To this outside observer, it is a miracle that not only is the Russian Orthodox Church alive, it is also growing in terms of the number of churches and the number of adherents, even if there are debates regarding the extent of that growth.
In contrast, my own Church, the Catholic Church, has had relative peace and prosperity for the past many decades, and even to this day; the media attacks on it, while on a terrible scale, hardly compare to a bloody persecution, and the great majority of Catholics are free to exercise their faith. For 26 years it was led by a Pope who commanded unprecedented international respect and prestige. It has spent untold sums, invested unimaginable resources on every program of evangelization that one can think of, from all sorts of youth programs to massive social works. And yet, we close thousands of churches all over the world every year, and thousands more await closure in the next 2 decades as the last priests ordained prior to Vatican II enter retirement. There is much hype about the explosive growth of the Catholic Church in newly-evangelized areas Asia and Africa, but it remains to be seen how deeply the faith has actually been planted in these areas. (If the recent history of African countries with large Catholic populations such as Uganda, the two Congos, Central Africa, Rwanda, and Burundi are any indication, the answer is -- not very deeply.)

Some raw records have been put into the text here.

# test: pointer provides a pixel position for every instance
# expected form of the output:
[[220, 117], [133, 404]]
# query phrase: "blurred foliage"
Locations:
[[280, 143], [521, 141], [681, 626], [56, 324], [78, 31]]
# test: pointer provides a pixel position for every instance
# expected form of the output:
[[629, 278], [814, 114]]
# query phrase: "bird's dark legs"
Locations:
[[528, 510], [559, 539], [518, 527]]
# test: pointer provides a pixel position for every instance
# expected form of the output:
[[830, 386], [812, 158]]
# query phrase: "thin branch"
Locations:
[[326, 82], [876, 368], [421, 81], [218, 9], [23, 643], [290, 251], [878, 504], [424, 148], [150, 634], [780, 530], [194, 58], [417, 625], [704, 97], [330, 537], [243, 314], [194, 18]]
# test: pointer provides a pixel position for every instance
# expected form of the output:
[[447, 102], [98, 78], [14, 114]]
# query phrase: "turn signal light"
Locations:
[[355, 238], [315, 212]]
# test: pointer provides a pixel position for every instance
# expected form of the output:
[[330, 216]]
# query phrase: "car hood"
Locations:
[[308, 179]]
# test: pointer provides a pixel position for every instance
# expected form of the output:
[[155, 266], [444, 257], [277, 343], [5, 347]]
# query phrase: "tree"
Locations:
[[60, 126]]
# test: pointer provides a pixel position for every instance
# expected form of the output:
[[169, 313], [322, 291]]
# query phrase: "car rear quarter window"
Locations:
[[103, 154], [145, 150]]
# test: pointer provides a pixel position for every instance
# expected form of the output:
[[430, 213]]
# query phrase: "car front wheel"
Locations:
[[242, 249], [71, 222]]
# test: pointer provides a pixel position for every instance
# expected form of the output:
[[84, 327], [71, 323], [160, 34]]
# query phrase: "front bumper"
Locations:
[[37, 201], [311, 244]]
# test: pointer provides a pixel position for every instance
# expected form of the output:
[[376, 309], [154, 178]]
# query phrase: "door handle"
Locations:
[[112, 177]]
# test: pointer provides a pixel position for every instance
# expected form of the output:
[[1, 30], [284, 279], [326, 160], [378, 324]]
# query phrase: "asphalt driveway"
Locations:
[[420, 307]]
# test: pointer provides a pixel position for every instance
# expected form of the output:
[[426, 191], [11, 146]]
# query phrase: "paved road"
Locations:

Meanwhile, in the "old countries" of Catholicism the only story is one of rapid secularization and loss of faith.
I've read, from time to time, of Orthodox who urge their co-religionists to adopt Protestant methods. Oh, no, you don't know what you are talking about. We Catholics have adopted almost every Protestant / Evangelical / Pentecostal trick on the book, from charismatic worship to a style of apologetics and preaching that is de facto 'sola scriptura'. Has this helped the Catholic Church in the long run? I think these have only contributed to the Protestantization of Catholicism and the loss of millions to Protestantism. Why imitate Protestantism when you can be a real Protestant? Be careful what you wish for.
Perhaps this is the best path of evangelization: the tried and true path of keeping to the traditions of the Church. I think this is what the Russians are doing. It may not necessarily bring in the crowds, but it surely keeps the faith, in the hope of a better tomorrow. This is the same path used by Traditional Catholics and Traditional Anglicans.
I do not know what scandalizes me more: the fact that most Russians are "unchurched", or the fact that other Orthodox are more than happy to put down and denigrate their fellow Russian Orthodox for not being a perfect Church.